Enquanto mães reais esperam por vaga, Rosângela Moro pensa nas ‘mães de reborn

Por Gilmar Ferreira
A deputada federal Rosangela Moro (União-SP) apresentou um projeto de lei que propõe atendimento psicológico gratuito, via Sistema Único de Saúde (SUS), a pessoas em sofrimento mental associado ao vínculo afetivo com bonecas hiper-realistas, os chamados “bebês reborn”. Segundo o texto da proposta, o atendimento deve ocorrer com respeito à “diversidade afetiva e da não discriminação, sendo vedado o tratamento estigmatizante, vexatório ou coercitivo”.
À primeira vista, a proposta parece se apoiar em um discurso inclusivo e sensível às diferentes expressões do afeto humano. Mas uma análise mais cuidadosa revela uma desconexão grave com as prioridades da saúde mental no Brasil.
A realidade do SUS e da saúde mental
De acordo com o Ministério da Saúde, o Brasil conta com cerca de 2.800 Centros de Atenção Psicossocial (CAPS) espalhados pelo território nacional, responsáveis por acolher pessoas com transtornos mentais severos e persistentes. No entanto, a estrutura é insuficiente diante da crescente demanda. Dados da Organização Mundial da Saúde (OMS) indicam que o Brasil é o país com a maior taxa de pessoas ansiosas no mundo e o quinto com maior número de casos de depressão.
Enquanto isso, pacientes em sofrimento mental aguardam meses para conseguir uma primeira consulta com psicólogo ou psiquiatra pelo SUS. O atendimento ambulatorial é sobrecarregado, e faltam profissionais especializados em saúde mental em regiões mais pobres e remotas do país. Segundo o próprio Ministério da Saúde, quase 60% dos municípios brasileiros não têm nenhum psicólogo atuando na atenção básica.
Diante desse cenário, é legítimo questionar: por que priorizar um atendimento psicológico público para pessoas que têm condições de investir até R$ 10 mil em uma boneca hiper-realista?
O recorte elitista da proposta
O preço médio de uma boneca reborn varia entre R$ 300 e R$ 1.500 para modelos intermediários, podendo ultrapassar os R$ 9.500 nas versões mais sofisticadas, feitas em silicone sólido e com acessórios exclusivos. Esses valores estão completamente fora da realidade da maior parte dos brasileiros.
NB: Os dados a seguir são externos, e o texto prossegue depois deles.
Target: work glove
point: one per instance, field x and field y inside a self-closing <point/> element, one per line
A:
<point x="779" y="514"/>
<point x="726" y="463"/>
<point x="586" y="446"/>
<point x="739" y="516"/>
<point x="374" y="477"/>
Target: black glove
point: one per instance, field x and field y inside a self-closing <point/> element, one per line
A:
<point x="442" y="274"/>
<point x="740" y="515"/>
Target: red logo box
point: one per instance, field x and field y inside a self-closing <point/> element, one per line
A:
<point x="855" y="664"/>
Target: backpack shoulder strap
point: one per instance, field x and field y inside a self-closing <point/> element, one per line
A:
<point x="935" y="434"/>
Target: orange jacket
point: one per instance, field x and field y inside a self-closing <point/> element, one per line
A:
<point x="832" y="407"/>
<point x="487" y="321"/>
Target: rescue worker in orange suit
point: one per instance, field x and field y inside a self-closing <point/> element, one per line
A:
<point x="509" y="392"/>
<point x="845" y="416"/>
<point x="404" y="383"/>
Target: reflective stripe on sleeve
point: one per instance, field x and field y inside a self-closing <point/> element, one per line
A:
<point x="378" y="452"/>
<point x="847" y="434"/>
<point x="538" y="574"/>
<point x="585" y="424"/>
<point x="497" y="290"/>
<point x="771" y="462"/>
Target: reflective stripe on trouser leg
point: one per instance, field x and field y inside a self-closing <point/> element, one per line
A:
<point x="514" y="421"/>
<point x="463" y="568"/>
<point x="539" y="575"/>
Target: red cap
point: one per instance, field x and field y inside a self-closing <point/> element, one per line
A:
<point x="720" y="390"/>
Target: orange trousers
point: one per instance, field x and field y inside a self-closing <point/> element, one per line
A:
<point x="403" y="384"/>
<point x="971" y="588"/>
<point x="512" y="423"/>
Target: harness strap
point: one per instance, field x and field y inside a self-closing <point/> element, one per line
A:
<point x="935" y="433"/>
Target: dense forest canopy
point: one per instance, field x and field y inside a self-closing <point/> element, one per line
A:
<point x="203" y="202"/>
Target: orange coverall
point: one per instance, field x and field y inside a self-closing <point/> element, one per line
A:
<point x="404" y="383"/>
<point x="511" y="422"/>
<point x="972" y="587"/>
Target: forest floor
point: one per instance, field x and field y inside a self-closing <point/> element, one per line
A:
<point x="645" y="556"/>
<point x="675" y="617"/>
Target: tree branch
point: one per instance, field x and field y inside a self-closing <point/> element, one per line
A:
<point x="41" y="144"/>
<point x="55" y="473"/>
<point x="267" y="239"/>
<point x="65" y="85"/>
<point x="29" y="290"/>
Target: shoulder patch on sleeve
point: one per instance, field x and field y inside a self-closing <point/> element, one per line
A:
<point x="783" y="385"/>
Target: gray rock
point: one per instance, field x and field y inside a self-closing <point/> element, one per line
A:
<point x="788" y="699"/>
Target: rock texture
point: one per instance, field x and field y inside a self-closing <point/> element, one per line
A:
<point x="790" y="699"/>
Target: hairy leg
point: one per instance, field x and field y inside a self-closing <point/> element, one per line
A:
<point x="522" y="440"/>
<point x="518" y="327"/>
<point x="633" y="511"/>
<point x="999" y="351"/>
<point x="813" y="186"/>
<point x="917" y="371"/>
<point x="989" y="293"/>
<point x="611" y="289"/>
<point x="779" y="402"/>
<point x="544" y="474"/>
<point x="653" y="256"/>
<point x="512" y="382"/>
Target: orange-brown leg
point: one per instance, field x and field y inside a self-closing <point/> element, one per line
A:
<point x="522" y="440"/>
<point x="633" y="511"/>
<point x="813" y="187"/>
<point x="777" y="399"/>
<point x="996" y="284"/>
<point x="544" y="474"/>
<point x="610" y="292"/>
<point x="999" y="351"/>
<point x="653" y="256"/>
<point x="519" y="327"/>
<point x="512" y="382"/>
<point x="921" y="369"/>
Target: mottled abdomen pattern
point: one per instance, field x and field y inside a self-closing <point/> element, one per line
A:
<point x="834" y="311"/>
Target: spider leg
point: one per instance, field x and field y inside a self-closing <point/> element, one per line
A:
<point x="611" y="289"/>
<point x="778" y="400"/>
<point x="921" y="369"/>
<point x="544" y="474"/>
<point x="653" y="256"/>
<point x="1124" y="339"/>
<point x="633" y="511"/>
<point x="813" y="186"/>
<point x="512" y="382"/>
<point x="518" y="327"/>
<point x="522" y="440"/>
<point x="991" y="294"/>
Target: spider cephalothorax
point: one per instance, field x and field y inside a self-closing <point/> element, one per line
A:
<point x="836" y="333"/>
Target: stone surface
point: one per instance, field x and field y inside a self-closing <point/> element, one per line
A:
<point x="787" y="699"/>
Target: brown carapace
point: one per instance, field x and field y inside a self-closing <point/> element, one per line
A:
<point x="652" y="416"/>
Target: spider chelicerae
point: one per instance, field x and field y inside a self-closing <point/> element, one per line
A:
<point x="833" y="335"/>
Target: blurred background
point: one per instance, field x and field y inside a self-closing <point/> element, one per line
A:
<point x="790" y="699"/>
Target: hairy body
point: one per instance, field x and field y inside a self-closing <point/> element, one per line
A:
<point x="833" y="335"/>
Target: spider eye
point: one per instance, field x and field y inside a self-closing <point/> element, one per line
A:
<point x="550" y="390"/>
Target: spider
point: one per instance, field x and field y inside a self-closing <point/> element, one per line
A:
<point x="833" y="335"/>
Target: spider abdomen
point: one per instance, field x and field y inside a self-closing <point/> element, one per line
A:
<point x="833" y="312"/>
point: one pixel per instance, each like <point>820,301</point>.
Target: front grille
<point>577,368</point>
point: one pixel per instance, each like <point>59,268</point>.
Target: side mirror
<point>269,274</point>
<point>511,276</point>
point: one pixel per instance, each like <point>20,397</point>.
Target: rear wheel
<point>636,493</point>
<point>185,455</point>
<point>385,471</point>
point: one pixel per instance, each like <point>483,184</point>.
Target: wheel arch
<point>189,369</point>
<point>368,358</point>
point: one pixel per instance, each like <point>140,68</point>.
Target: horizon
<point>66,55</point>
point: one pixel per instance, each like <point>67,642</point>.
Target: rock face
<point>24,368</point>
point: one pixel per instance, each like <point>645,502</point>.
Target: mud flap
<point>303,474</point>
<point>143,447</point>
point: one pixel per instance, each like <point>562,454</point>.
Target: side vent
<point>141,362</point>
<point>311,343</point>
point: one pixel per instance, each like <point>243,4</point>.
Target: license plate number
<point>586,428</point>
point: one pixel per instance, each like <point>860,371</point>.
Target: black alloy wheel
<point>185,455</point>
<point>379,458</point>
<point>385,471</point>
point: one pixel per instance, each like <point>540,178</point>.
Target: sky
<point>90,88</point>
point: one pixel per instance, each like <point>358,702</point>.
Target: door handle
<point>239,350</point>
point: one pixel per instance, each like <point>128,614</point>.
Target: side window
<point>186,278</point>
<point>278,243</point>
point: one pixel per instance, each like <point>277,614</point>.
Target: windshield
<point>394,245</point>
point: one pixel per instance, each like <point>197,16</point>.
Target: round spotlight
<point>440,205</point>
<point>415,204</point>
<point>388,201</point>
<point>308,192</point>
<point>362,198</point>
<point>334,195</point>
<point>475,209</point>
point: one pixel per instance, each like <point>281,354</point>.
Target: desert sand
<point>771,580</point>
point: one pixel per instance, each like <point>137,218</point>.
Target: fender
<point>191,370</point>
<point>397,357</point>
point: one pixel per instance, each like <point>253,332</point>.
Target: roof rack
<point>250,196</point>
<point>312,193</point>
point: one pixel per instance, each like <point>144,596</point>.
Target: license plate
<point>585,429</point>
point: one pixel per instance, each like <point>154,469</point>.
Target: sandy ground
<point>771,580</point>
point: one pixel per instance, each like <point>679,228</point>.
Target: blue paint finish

Isso evidencia o viés elitista de uma proposta que destina recursos públicos a um nicho específico e economicamente privilegiado.
Não se trata de deslegitimar o sofrimento psicológico de qualquer indivíduo — inclusive daqueles que encontram alívio afetivo em objetos simbólicos. O problema está na priorização. Em um país onde pessoas em situação de rua, vítimas de violência, dependentes químicos e adolescentes em sofrimento grave não têm acesso mínimo a tratamento, oferecer atendimento prioritário a quem pode pagar por artigos de luxo soa no mínimo irresponsável.
Uma proposta populista disfarçada de sensibilidade
O texto do projeto de lei tenta se proteger com termos como “não estigmatização” e “diversidade afetiva”, mas, na prática, trata-se de um PL com forte apelo midiático e pouca efetividade social. A parlamentar opta por uma pauta que, embora excêntrica o suficiente para chamar atenção da imprensa, pouco contribui para a resolução dos reais problemas da saúde mental no Brasil.
Essa inversão de prioridades reflete uma tendência perigosa no Legislativo: o uso de pautas afetivas ou simbólicas para projetar imagem política, enquanto temas estruturais — como o financiamento do SUS, a formação de profissionais em saúde mental e a ampliação de CAPSs — continuam negligenciados.
Conclusão
O sofrimento psíquico não escolhe classe social, e todo cidadão tem direito à saúde mental. No entanto, a construção de políticas públicas precisa considerar a realidade do sistema de saúde e os dados objetivos sobre quem mais precisa de atendimento. O SUS não pode ser usado para atender caprichos individuais ou nichos sociais específicos quando a maioria da população ainda luta pelo básico.
Em tempos de escassez e desigualdade, é dever dos parlamentares apresentar propostas responsáveis, justas e verdadeiramente comprometidas com o bem comum. A iniciativa de Rosangela Moro, ao contrário disso, revela desconhecimento da realidade brasileira e uma lamentável inversão de prioridades.
Ainda em tempo, seria bom que Rosângela Moro fizesse terapia para decidir de vez se quer ser política no Paraná ou em São Paulo.